Rule No. 3: Put a lid on it. Your head regulates your body temperature as much as your hands. Get yourself a stocking hat that you can roll up without too much bulk. That way you can adjust your covering depending on how warm you feel. Roll it down to cover your ears and neck or let it ride high when you're toasty.
Rule No. 4: Layers. I like to be a little cool when I run, so I don't wear too much. However, my daddy done told me to add a layer for each five degrees below 40 (that's Fahrenheit, people). Layer from the center out. Your base layer should cover your skin and wick away sweat. Moist skin plus wind chill equals icicles on your nipples. I wear two technical shirts before adding something that will absorb sweat. I have recently become a vest convert -- perfect for keeping the core warm and great for layering. Don't worry too much about your legs, they'll warm up.
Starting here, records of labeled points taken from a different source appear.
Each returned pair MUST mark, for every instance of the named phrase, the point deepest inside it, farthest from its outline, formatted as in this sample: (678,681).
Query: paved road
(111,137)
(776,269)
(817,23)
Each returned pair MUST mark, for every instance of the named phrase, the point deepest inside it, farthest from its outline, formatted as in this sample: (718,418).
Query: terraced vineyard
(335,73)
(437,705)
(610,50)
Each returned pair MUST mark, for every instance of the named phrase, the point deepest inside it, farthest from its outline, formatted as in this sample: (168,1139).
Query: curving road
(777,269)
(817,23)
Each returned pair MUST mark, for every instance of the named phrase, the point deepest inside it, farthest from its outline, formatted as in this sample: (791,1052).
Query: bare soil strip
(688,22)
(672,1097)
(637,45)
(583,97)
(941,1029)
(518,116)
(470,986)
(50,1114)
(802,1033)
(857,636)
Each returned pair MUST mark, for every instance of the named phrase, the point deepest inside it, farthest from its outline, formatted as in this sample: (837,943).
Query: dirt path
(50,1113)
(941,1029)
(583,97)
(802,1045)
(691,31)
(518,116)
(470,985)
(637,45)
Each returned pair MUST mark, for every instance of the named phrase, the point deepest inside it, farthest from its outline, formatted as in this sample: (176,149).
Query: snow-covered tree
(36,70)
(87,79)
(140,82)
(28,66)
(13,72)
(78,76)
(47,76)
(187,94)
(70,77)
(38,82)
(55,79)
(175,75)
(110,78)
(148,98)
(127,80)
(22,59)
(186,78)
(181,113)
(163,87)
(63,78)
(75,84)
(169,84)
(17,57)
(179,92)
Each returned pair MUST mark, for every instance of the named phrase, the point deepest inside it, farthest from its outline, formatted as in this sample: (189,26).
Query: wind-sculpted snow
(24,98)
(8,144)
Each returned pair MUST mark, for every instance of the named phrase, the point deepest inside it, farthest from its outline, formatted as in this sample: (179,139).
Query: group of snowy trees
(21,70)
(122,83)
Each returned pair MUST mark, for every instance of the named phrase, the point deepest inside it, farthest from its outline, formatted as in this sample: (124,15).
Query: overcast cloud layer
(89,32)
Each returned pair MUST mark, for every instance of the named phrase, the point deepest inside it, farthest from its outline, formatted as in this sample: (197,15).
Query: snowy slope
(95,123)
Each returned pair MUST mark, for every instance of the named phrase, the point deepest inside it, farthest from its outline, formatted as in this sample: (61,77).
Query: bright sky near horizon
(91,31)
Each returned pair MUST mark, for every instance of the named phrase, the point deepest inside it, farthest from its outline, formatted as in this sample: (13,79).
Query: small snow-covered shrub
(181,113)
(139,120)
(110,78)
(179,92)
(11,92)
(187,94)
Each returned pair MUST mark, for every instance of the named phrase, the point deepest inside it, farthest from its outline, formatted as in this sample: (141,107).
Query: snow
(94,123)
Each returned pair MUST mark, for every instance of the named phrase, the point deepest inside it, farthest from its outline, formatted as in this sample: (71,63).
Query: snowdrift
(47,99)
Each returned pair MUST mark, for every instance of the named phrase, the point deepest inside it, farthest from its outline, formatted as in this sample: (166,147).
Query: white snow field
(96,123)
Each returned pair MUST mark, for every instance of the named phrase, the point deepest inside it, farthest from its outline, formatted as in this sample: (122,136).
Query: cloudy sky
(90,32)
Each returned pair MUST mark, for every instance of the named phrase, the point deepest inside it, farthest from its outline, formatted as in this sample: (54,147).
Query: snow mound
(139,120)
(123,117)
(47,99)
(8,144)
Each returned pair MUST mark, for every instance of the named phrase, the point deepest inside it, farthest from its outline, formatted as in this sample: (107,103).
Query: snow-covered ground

Rule No. 5: Stay dry and light, layers part 2. Choose dry over insulation. Trust that running will keep you warm. Insulation is counter-productive to the runner. It adds bulk. It soaks up sweat, therefore adding weight. The sweat remains close to the body and will start to freeze in the wind. Wicking material and windbreakers will serve you far better than insulation.
Rule No. 6: Sight and sightability. Or see and be seen. Snow reflects light like whoa. Find some sunglasses. However, you'll need some defogging solution. I also hear that shaving cream works. And if you run on the roads, don't blend in. Be dark during the day and bright at night. Contrast is your friend. My other vest lights me up pretty good, but I'm also considering lights -- either flashing red lights or a headlamp. And if your clothes doesn't reflect or light up, at least wear white.
Rule No. 7: Warm the cockles. You're bound to feel a little chilly after a long winter run. Make sure you have something waiting at home to warm you up. And nothing warms your insides better than hard liquor. Winter is Scotch season for the Viper. However, cognac, brandy, Irish whisky and bourbon also have known warming qualities.
Viper's Must-Have Winter Running Gear:
- Long sleeve technical shirts, plural, as in, more than one.
- Tights -- No spandex for Viper. I wear what are basically athletic (i.e. wicking) long-johns made by Champion, $12 at Target.
- Gloves, my hands are more important than my head.
- Laphroaig, the good people from the Isle of Islay know a thing or two about keeping warm.
- Beard, it's cheap insulation and specifically designed for the face.